Using this flag makes the test run ~25% slower, and the compiled tests are 3-times larger (because of the debugging information). Yet, it's nothing compared to the debugging information you are getting:
0x2c6000:
f1:l13:hex.pop_res(1) ->
s20:l268:hex.xor_from_ptr(2) ->
s20:l159:hex.exact_xor_from_ptr(2) ->
s20:l175:hex.ptr_wflip_2nd_word(2) ->
s20:l144:hex.ptr_wflip(2) ->
s20:l121:hex.pointers.set_flip_pointer(1) ->
s20:l43:hex.address_and_variable_xor(4) ->
s12:l86:rep0:hex.double_exact_xor(9) ->
first_flip
That means that address 0x2c6000 is the label first_flip in the double_exact_xor macro (that gets 9 parameters). This macro got "called" from the address_and_variable_xor macro (4 params) in the 86th line in the 12th stl file (in the compilation order; s stands for stl, while f stands for other files). The current macro-expansion started in the first non-stl compiled file, in line 13, where hex.pop_res is called with 1 param.

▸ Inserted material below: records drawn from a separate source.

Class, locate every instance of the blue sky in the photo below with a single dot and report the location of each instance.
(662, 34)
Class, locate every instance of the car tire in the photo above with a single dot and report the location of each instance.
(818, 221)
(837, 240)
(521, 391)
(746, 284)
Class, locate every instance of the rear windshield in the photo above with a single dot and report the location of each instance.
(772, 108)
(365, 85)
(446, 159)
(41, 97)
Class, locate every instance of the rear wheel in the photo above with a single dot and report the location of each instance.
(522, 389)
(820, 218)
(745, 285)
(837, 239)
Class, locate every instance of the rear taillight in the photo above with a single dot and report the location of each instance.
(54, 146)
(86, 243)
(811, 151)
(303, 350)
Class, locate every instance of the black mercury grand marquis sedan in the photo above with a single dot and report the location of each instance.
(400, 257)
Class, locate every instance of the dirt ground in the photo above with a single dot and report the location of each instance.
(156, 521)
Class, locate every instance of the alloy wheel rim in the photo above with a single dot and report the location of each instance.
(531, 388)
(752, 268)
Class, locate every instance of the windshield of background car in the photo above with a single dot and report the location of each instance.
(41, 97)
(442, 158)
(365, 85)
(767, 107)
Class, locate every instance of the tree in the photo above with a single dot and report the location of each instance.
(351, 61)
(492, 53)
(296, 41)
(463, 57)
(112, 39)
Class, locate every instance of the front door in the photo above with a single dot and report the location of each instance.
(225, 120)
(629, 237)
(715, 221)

You can get the entire "macro-stack" of the last executed addresses to get a better understanding of what happened.
More information about the labels can be found here.
More information about debugging with flipjump in general: how to debug.

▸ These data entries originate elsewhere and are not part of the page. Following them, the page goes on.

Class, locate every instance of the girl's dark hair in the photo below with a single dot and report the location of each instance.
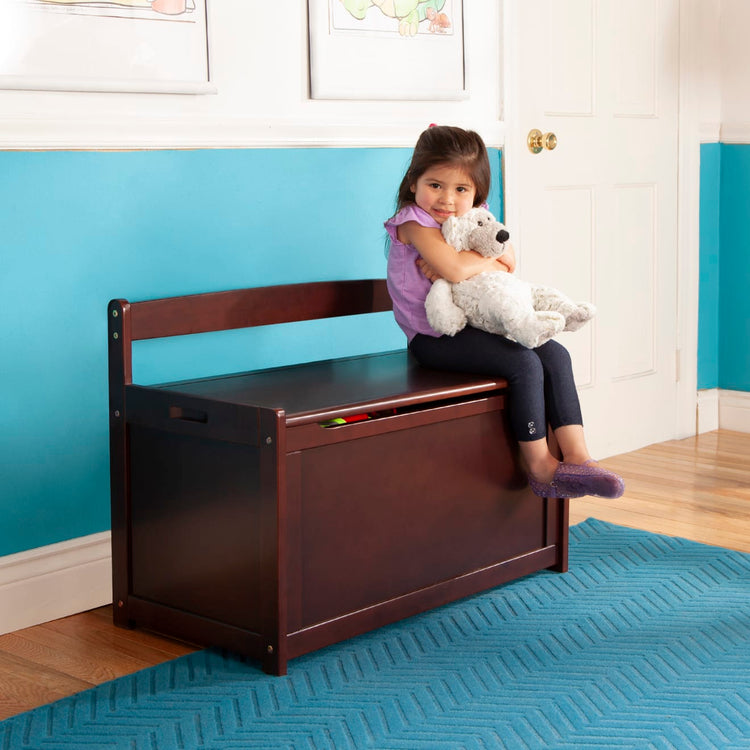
(443, 144)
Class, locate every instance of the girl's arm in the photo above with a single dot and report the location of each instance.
(443, 259)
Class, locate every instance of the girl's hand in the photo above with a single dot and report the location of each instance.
(427, 269)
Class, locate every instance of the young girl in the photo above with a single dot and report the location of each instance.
(449, 174)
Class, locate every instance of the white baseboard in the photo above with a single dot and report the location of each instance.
(726, 410)
(55, 581)
(708, 411)
(734, 411)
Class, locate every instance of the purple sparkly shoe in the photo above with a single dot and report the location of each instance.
(577, 480)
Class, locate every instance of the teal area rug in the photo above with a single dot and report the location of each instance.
(645, 643)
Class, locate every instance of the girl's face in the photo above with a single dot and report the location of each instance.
(443, 191)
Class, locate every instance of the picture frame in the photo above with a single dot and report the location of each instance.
(148, 46)
(358, 51)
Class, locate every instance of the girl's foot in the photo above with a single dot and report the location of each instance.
(578, 480)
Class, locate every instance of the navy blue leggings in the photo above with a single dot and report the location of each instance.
(541, 382)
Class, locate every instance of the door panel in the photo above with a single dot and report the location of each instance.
(597, 216)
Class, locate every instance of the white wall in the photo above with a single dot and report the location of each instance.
(734, 30)
(258, 61)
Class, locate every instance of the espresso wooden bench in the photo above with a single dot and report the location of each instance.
(278, 511)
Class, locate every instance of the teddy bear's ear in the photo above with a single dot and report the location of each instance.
(450, 231)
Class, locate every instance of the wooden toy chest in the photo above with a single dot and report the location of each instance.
(242, 518)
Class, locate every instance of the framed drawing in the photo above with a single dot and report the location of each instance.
(106, 45)
(369, 49)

You can filter the running tests. No filter means that all the tests in the chosen test type (--regular, --all, etc.) will run.

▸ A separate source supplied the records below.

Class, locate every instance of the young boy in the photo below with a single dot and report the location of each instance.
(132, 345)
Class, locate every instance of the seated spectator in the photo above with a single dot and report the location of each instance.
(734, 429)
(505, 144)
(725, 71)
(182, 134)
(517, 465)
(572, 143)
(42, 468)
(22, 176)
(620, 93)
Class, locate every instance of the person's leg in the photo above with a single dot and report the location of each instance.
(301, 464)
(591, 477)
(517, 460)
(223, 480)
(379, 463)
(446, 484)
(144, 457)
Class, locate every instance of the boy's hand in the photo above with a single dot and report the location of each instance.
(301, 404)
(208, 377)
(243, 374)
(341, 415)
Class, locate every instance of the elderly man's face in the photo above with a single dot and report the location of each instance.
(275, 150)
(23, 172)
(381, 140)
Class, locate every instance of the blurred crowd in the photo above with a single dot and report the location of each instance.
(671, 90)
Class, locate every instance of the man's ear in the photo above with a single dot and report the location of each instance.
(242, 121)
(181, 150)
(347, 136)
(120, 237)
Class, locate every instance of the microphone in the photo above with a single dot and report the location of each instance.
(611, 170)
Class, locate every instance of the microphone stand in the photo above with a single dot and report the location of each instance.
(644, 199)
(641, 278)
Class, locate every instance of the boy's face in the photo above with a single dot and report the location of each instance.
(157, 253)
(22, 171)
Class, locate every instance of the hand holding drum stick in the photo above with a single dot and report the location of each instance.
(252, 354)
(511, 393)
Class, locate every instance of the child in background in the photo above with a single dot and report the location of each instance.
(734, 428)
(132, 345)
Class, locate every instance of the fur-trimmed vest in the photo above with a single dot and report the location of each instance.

Using the next filters together will take the union of the relevant tests.
--name n1 n2
only run tests with these exact names.--contains n1 n2
only run tests containing one of these names.--startswith n1 n2
only run tests starting with one of these names.--endswith n1 n2
only run tests ending with one of these names.
The .csv files in this directory specify which tests to run (and what parameters to use).
A test is a .fj program that gets compiled into a .fjm file, which gets run with a predefined input, and checks if it finished successfully with the desired output.
To support more .csv files, update conf.json.
The python test itself can be found on test_fj.py (and conftest.py).
To add a new test, create your .fj programs, and you predefined input and expected output.
Then choose the relevant csv file.
The rule of thumb (for the sum of compile+run times, in seconds):
fast | medium | slow | hexlib |
---|---|---|---|
0 → 0.2 | 0.2 → 0.7 | 0.7+ | tests ns hex |
Then add a new line to the relevant compile-csv and run-csv files, according to the next formats.
(files with the next format: tests_tables/test_compile_*.csv
)
test name | .fj paths | out .fjm path | memory width | version | flags | use stl | treat warnings as errors |
---|---|---|---|---|---|---|---|
example_test | path/to/example_1.fj | ... | path/to/example_n.fj | path/to/compiled/example.fjm | 64 | 1 | 0 | True | True |
Every line in this file will cause the compilation of the specified .fj files into the .fjm file, with the given compilation parameters.
Note that you can specify a single file, or a '|' separated list of files in the .fj paths cell. In case of a list, they will be compiled in the inserted order.
(files with the next format: tests_tables/test_run_*.csv
)
test name | .fjm path | input file path | output file path | is input a binary file | is output a binary file |
---|---|---|---|---|---|
example_test | path/to/compiled/example.fjm | path/to/inputs/example.in | path/to/outputs/example.out | False | False |
Every line in this file will cause the specified .fjm to run with the given input, and its output will be compared to the given expected output.
Note that you can also emit specifying a file in the input/output cell, and leave it empty. In that case an empty input/output will be used.
If you want to add your test, but you want it to xfail, you can add your test name (in its own line) to:
tests_tables/xfail_compile.csv
- to mark its compilation as expected to fail.tests_tables/xfail_run.csv
- to mark its run as expected to fail.